The ability to feel comfortable while having absolutely no clue what you're doing is something I take out of my time devoted to learning math. Again, math is not the only path to this goal. I feel that any artistic practice where the creations take a long time to take shape, be it drawing, sculpture, literature, etc. all develop the same sort of confidence. But math is at least one way to achieve it. And when it comes to programming, it certainly helps that math, much more so than art, requires a fairly similar "type" of thinking to programming.

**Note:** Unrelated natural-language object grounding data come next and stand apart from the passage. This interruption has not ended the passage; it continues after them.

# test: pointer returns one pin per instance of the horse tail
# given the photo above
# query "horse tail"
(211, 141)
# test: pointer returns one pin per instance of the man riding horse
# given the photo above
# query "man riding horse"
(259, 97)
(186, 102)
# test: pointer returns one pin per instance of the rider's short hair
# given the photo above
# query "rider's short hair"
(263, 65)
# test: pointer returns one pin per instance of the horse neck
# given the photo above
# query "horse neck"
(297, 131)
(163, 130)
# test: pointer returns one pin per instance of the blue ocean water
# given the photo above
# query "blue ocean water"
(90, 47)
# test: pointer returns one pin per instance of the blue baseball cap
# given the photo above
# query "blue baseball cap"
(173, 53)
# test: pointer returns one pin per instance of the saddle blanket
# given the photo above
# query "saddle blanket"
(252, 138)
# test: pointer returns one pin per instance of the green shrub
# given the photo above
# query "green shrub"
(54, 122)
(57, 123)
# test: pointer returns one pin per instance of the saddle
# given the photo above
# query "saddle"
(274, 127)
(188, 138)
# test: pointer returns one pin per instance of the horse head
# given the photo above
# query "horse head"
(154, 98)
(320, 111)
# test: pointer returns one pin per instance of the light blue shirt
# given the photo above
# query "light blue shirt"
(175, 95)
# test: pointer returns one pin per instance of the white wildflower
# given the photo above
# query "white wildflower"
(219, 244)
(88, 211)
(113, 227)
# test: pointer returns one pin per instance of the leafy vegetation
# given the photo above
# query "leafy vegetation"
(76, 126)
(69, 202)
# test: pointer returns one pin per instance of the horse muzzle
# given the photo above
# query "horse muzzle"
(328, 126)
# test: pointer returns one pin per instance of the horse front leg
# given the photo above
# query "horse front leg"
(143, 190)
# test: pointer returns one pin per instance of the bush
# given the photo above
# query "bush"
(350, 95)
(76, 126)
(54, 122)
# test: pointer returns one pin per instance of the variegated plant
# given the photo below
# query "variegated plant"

That all said, I do see some merit in Sarah's analogy with learning a new language, but it depends on where the challenges come from in your programming career. If your challenges come from tackling harder and more ambitious problems in new and unfamiliar domains, learning math is more helpful. But as a Rails consultant, that's not where the challenge comes from. The challenge comes from finding clearer, more elegant, and more robust ways to express solutions to familiar problems. On one end of the spectrum, there's the person who can hack together a functioning Rails app, and on the other end there are people like Sarah. You get to be like Sarah by getting good at modelling things clearly, writing clean, maintainable code, and communicating effectively through your code and in real life with your peers. In that case, the analogy to learning and getting better at a new language is quite illustrative.
No matter where you are in your career as a programmer or what problem domain or business vertical you work on, there is value to knowing math, thinking mathematically, and experiencing the process of learning math. Knowing math adds a powerful set of tools to your toolbelt. It won't be the right tool for every task, but that's true of any tool. You know the old chestnut about hammers and nails. That said, there will undoubtedly be times that an application of math will be the best tool for the job, where that "job" could mean optimizing, designing, debugging, experimenting, or anything else.
Thinking in terms of mathematics, and in terms of those mathy concepts from computer science, can sometimes provide an incredibly productive way to reason about a particular programming problem. Furthmore, the precise nature of mathematics often makes it an ideal way to communicate about a particular programming problem, especially when all your collaborators are familiar with the language.
Finally, the process of learning math (real math, not multiplying matrices) is a great way to build habits and attitudes towards problem solving that transfer readily to programming.